I don’t know, not really. I wanted to see what was hidden in those eyes. I wanted to know what the important code was. I wanted to ask him why he wouldn’t date. Or if it was just that he wouldn’t date me. There was something mysterious about chasing after a guy I didn’t know, and my heart beat faster as I drove, excitement pumping through my veins.
I pulled out my phone and dialed Jules. At least I could let her know where I was, in case this guy did turn out to be a secret agent. But the little bars on my screen were gone: no reception out here in the mountains. Frowning, I tossed my phone down on the passenger seat. I would just have to tell her about my adventure later.
His car led me to the outside of town and into the nearby mountains. I slowed even more. The sun was dipping down below the tops of the mountains and I could see his red taillights clearly as he took the curves around the mountain bends.
What on earth was I doing? I was wasting so much gas driving out here. For a split second I considered turning around, but then his car turned into a long driveway. I drove up to the driveway just as his car went around the curve inside. I parked on the dirt pullout and hopped out.
Maybe I should just leave the slip of paper in his mailbox. The metal gate that barred the driveway was swinging shut slowly. I really shouldn’t go running off after him. What would he think of me showing up on his doorstep, with nothing but a stupid scrap of paper with some numbers on it?
But it said IMPORTANT.
Just as the gate was about to shut, I darted inside. The metal clanged as the gate locked behind me.
“Seriously, Kat,” I said to myself. “What the hell are you doing?”
I felt utterly stupid. I had driven all the way out here, and for what? Nothing. I considered my options:
1. Climb back over the fence, go home, and feel like an idiot.
2. Ring the doorbell and... feel like an idiot.
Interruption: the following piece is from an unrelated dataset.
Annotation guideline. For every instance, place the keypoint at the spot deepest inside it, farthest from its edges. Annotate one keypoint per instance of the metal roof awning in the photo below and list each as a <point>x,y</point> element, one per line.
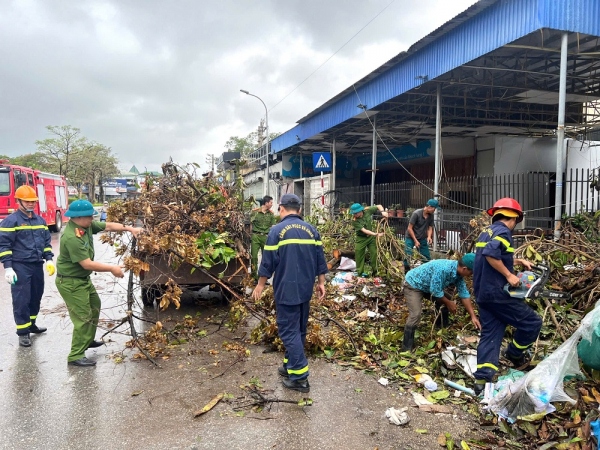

“ARGH!” I pressed my forehead against the metal gate, looking at my car through the bars. This was ridiculous.
“Yes, this is ridiculous, Kat,” I told myself. “You wanted to play Nancy Drew, well, here’s your goddamn chance. Stop being a boring idiot. Okay? Okay.”
With that settled, I turned around and looked up the curving driveway in the middle of the forest. Every step I took put one more butterfly in my stomach
I couldn’t even see his house from the road. Huge pine trees cut off the view after about fifty feet of road. I swallowed. If he was a secret agent, wouldn’t he have some kind of security system? What if I got shot or caught in a trap before I reached the house?